5 HOT BOOKS: Walter Isaacson on Elon Musk, a Pathbreaking Tennis Player, and More
1. Elon Musk by Walter Isaacson (Simon & Schuster)
World-Changing Geniuses – Steve Jobs, Leonardo da Vinci, Albert Einstein, Ben Franklin – are Isaacson’s beat, and he has taken on another: the world’s richest man, head of Tesla, SpaceX, and X, formerly Twitter. Isaacson captures Musk’s impetuous tenacity, as well as his heartlessness and traces these character traits to his childhood demons. One of his central questions: how do we reconcile the good (Musk was arguably the leading force in the popularity of electric cars, which could play a big role in saving the planet) with the awful (abusive treatment of many individuals in his life, the cesspool that Twitter — or X — has become on his watch). Isaacson leaves it to the reader to decide if Musk is a glass that is half full or half empty — or possibly much emptier than that.
2. Queen of the Court: The Many Lives of Tennis Legend Alice Marble by Madeleine Blais (Atlantic Monthly Press)
Blais, a Pulitzer Prize-winning journalist and University of Massachusetts professor, captures the arc of Marble’s life, from her childhood playing on public courts in San Francisco’s Golden Gate Park to winning Wimbledon and the U.S. Open and introducing aggressive athleticism into women’s tennis. But this is more than the biography of a star athlete. Blais features Marble’s reinventions as a glamorous, globe-trotting fashion maven (whose singing at the Waldorf-Astoria won rave reviews) and as a forceful champion of civil rights who enabled African American star Althea Gibson to break the color barrier and compete for the 1950 national championship. Marble, Blais argues, was an “early avatar of pressures and rewards attached to the public woman.” An empathic but clear-eyed detective, Blais disproves the stories Marble told about herself, most particularly that she was a spy in World War II.
3. Necessary Trouble: Growing Up at Midcentury by Drew Gilpin Faust (Farrar, Straus & Giroux)
Defying her Southern belle upbringing, 9-year-old Drew wrote to President Dwight Eisenhower, beseeching him to end segregation. As a college student, she skipped an exam to protest the Vietnam War. The intellectual culture of Bryn Mawr College suited the future president of Harvard, and she extended it beyond the classroom. On her way to becoming a distinguished historian of the antebellum era and the Civil War, with a nuanced understanding of the South, she worked for civil rights in places like destitute South Philadelphia and Selma and metabolized those experiences with her intellectual pursuits.

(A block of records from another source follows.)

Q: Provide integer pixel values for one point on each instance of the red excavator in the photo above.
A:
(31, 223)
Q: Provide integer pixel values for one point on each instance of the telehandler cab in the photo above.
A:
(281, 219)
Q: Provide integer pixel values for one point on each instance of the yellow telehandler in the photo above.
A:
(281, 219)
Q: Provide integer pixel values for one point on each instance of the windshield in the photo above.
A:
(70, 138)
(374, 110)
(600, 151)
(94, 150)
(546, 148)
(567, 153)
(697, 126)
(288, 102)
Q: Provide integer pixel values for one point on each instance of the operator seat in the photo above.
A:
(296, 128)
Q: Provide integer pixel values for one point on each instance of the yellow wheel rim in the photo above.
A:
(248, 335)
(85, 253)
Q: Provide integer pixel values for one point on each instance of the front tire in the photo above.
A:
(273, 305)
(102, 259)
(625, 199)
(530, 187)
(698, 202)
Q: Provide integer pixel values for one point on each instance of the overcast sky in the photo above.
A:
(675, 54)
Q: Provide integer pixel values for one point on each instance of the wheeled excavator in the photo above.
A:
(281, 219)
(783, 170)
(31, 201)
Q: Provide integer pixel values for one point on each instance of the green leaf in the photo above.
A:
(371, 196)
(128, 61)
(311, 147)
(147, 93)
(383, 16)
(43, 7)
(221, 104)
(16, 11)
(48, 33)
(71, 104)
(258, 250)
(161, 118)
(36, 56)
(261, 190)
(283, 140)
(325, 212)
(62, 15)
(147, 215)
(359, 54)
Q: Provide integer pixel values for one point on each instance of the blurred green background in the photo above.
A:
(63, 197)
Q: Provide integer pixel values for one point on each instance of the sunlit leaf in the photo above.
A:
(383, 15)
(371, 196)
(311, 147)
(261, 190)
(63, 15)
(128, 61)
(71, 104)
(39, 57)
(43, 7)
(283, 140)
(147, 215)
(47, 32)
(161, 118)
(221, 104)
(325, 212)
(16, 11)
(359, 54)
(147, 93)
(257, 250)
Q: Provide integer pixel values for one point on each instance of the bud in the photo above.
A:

Faust borrows the title of her memoir from the great civil rights leader John Lewis – with his approval – and conveys that the journey toward justice is real, enduring, and necessary.
4. Flee North: A Forgotten Hero and the Fight for Freedom in Slavery’s Borderland by Scott Shane (Celadon)
Shane, a Pulitzer Prize-winning journalist, has turned his investigative instincts to the past and uncovered an overlooked hero: Thomas Smallwood. Cinematically and vividly, Shane establishes Smallwood’s importance in the battle against slavery. Enslaved from birth in Maryland, Smallwood bought his own freedom and worked as a shoemaker. He linked up with abolitionist Charles Turner Torrey in the 1840s and created a secret network that freed hundreds from bondage and inspired others to do the same. Smallwood, writing under a pseudonym in Torrey’s abolitionist newspaper, dubbed it an “underground railroad.”
5. From Dust to Stardust by Kathleen Rooney (Lake Union)
Rooney has a gift for writing about characters who may be left out of history books but are deeply rooted in the past. She modeled the eponymous protagonist in Lillian Boxfish Takes a Walk on one of the first women in advertising in New York. Now Rooney turns to the dreams of fairies and old Hollywood. Once again mixing fact and fiction into a delicious brew, Rooney has created a Midwestern girl who heads to Los Angeles and becomes silent film star Colleen Moore, rubbing shoulders with the likes of Mary Pickford and Douglas Fairbanks. From childhood, Rooney’s protagonist imagined worlds of castles and fairies and actually created them for the world to see. She went on the road to display her lavish Fairy Castle, inhabited with miniature fairies, at an important Chicago museum.